National Geographic Channel Beefs Up Broadband
Five New ‘Channels’ to Compete with Discovery
By Anne Becker -- Broadcasting & Cable, 2/2/2008 5:00:00 AM MT
In a bid to grow Web traffic through better organization, National Geographic Channel is launching a broadband-video Web site with six subdivisions by genre.

The ad-supported site is launching with 1,500 clips grouped into "Animals & Nature," "Exploration & Adventure," "History & Events," "People & Places," "Science & Technology" and “Nat Geo Wild.”
The channel previously grouped its online video by show but found that traffic on NGC Wild -- a separate site devoted to wildlife -- outdrew that of the show-grouped video on its main site by about 3-1.
"What we really saw was users were looking for an easier way to navigate the clips we had," NGC vice president of research and digital media Brad Dancer said, adding that the NGC Wild site will now also be a channel.

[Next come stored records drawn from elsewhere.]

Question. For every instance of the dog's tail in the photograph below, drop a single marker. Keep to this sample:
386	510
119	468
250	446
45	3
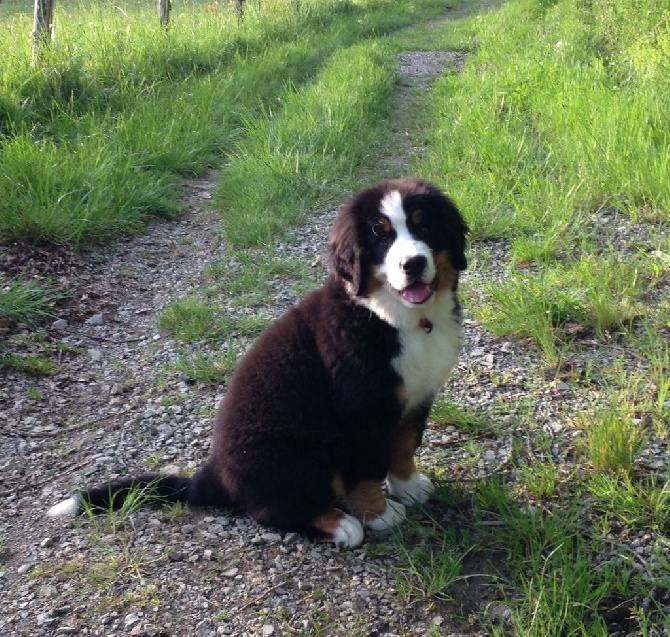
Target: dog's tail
150	489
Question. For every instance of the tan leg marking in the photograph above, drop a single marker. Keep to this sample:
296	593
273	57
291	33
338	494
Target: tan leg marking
366	500
329	521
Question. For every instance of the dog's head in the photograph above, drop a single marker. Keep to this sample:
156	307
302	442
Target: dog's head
403	238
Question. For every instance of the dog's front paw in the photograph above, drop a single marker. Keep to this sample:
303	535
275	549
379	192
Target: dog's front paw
415	490
394	514
349	533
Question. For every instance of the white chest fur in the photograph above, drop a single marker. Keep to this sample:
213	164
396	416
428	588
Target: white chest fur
426	358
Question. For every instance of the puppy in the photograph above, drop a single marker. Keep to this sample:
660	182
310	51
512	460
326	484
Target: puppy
332	400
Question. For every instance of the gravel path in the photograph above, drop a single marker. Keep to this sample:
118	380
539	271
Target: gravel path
114	407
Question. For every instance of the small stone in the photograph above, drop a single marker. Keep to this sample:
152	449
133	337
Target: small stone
131	619
96	319
231	572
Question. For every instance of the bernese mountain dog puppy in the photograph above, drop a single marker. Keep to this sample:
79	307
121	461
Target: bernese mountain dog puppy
330	404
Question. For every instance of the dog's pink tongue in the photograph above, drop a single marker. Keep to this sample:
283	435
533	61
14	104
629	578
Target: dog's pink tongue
417	293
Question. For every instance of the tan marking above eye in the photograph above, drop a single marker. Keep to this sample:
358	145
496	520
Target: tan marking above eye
382	225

While nearly all of the videos in each category will come from the network’s shows -- either straight excerpts or extra content -- there will be some additional footage from the National Geographic Society, which co-owns the channel with Fox Cable Networks. And while most of the video will be clips, each channel will feature a new longer video -- from 15 minutes to one hour -- each week. The site will also begin letting users post clips to their own sites or share them via e-mail.
NGC -- which plans to add four new video channels to its Web site each year -- is changing its Web approach in the face of competition from the similarly themed Discovery Communications networks and The History Channel. Both have invested in online improvements in the past year as all networks try to figure out how to best exploit their video online.
NGC’s main site averages about 1 million unique visitors per month, while Discovery Channel’s drew more than triple that last year, Omniture said. Combined, the Discovery channels’ sites average more than 12 million uniques a month.